How will the AD/AS curves behave in this situation? Please elaborate your answer. (2 marks)
Question
How will the AD/AS curves behave in this situation? Please elaborate your answer. (2 marks)
Solution
In this situation, the AD/AS curves will behave based on the changes in aggregate demand (AD) and aggregate supply (AS). Let's elaborate on each curve:
- Aggregate Demand (AD) Curve:
- If there is an increase in consumer spending, government expenditure, or investment, the AD curve will shift to the right. This indicates an increase in overall demand in the economy.
- Conversely, if there is a decrease in consumer spending, government expenditure, or investment, the AD curve will shift to the left. This indicates a decrease in overall demand in the economy.
- Aggregate Supply (AS) Curve:
- If there is an increase in the availability of resources, technological advancements, or improvements in productivity, the AS curve will shift to the right.
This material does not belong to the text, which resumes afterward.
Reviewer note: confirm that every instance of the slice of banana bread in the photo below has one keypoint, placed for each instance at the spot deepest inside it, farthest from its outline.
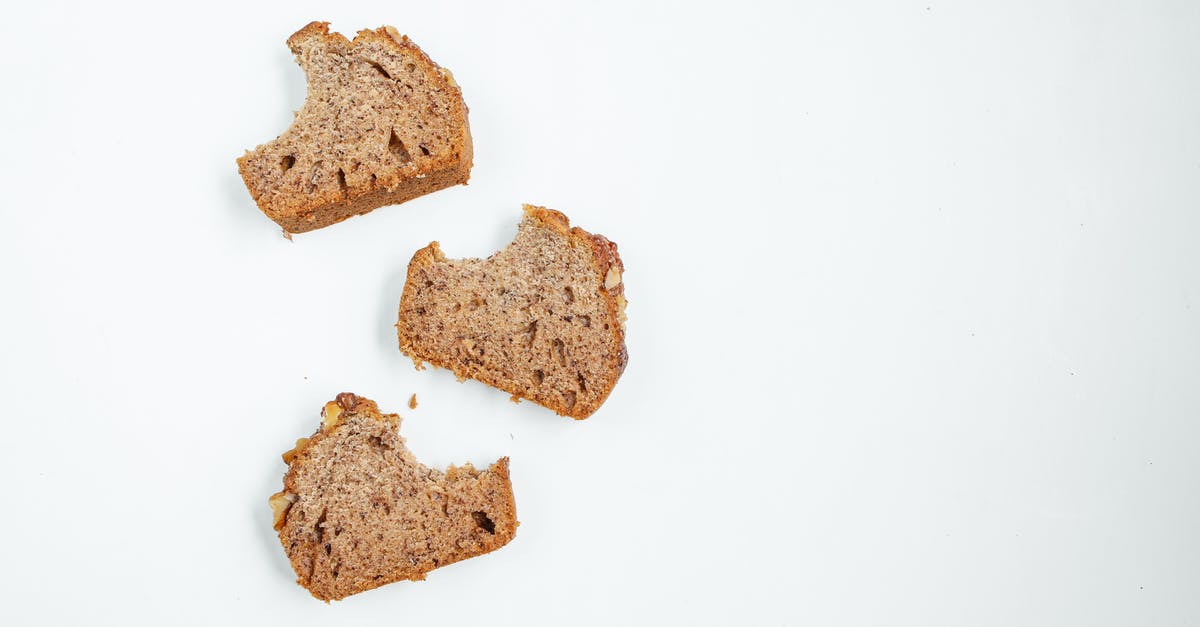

This indicates an increase in overall supply in the economy.
- On the other hand, if there is a decrease in the availability of resources, technological setbacks, or reductions in productivity, the AS curve will shift to the left. This indicates a decrease in overall supply in the economy.
Now, let's consider the possible scenarios:
- If there is an increase in aggregate demand (AD) without a corresponding increase in aggregate supply (AS), it will lead to an increase in both price levels and output levels. This is known as demand-pull inflation.
- If there is a decrease in aggregate demand (AD) without a corresponding decrease in aggregate supply (AS), it will lead to a decrease in both price levels and output levels. This is known as demand-deficient recession.
- If there is an increase in aggregate supply (AS) without a corresponding increase in aggregate demand (AD), it will lead to a decrease in price levels and an increase in output levels. This is known as cost-push deflation.
- If there is a decrease in aggregate supply (AS) without a corresponding decrease in aggregate demand (AD), it will lead to an increase in price levels and a decrease in output levels. This is known as cost-push inflation.
Overall, the behavior of the AD/AS curves in this situation will depend on the changes in aggregate demand and aggregate supply, and the resulting effects on price levels and output levels in the economy.